Phase 1: Scope and Applicability
- Check Product Scope: Determine if your products contain, have been fed with, or have been made using the relevant commodities: cattle, cocoa, coffee, oil palm, rubber, soya, and wood. Check the specific CN codes in Annex I of the regulation.
- Identify Your Role: Determine if you are an "Operator" (first placing on the market or exporting) or a "Trader" (buying/selling already on the market). SMEs have different timelines and simplified obligations.
Phase 2: Information Collection (Due Diligence Step 1)
Operators must collect detailed information demonstrating that the products are deforestation-free and legally produced.
- Gather Supply Chain Data: Collect the trade name, type of product, quantity, and country of production.
- Obtain Geolocation Coordinates: Collect the exact geolocation coordinates (latitude and longitude) of all plots of land where the relevant commodities were produced. For plots larger than 4 hectares, polygons are required.
- Verify Deforestation-Free Status: Ensure the commodities were produced on land that was not subject to deforestation or forest degradation after the cutoff date of 31 December 2020.
- Verify Legality: Ensure production complies with the relevant legislation of the country of production (e.g., land use rights, environmental protection, labor rights, human rights).
Phase 3: Risk Assessment (Due Diligence Step 2)
- Assess the Risk: Use the collected information to assess whether there is a risk that the products are non-compliant.
- Check Country Benchmarking: Consider the risk level assigned to the country of production by the European Commission (high, standard, or low risk). Simplified due diligence applies to low-risk countries.
- Document the Assessment: Keep a verifiable record of the risk assessment process and conclusions.
Phase 4: Risk Mitigation (Due Diligence Step 3)
- Mitigate Identified Risks: If the risk assessment reveals a non-negligible risk, take adequate and proportionate mitigation measures (e.g., requesting additional information, independent audits, capacity building).
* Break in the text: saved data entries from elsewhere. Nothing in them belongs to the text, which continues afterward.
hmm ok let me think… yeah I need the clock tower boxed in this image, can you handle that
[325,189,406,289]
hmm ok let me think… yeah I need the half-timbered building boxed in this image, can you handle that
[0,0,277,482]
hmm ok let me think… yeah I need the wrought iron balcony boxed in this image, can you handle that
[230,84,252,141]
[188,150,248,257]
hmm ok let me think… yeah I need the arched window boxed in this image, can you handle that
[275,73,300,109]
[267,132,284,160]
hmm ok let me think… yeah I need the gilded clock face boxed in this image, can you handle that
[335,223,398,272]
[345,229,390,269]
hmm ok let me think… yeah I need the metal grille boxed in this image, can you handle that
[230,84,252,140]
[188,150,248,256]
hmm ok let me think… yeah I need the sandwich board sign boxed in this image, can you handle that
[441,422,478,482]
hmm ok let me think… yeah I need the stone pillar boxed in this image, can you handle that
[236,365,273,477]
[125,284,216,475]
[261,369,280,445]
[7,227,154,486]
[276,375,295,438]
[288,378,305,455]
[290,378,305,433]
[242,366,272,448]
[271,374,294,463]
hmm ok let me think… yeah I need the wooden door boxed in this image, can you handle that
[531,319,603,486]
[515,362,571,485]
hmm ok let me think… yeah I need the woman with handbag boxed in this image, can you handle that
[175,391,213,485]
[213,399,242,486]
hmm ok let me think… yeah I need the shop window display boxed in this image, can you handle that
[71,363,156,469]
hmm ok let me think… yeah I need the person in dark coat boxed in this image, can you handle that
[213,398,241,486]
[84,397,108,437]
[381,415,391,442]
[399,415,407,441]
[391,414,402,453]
- No Placing on Market if Risk Remains: Do not place the product on the market if the risk cannot be mitigated to a negligible level.
Phase 5: Reporting and Record Keeping
- Submit Due Diligence Statement: Before placing the product on the market, submit a Due Diligence Statement to the Information System, confirming that no or only negligible risk was found.
- Provide Reference Numbers: Pass the reference number of the Due Diligence Statement down the supply chain to subsequent operators or traders.
- Keep Records: Maintain all due diligence records and statements for at least 5 years.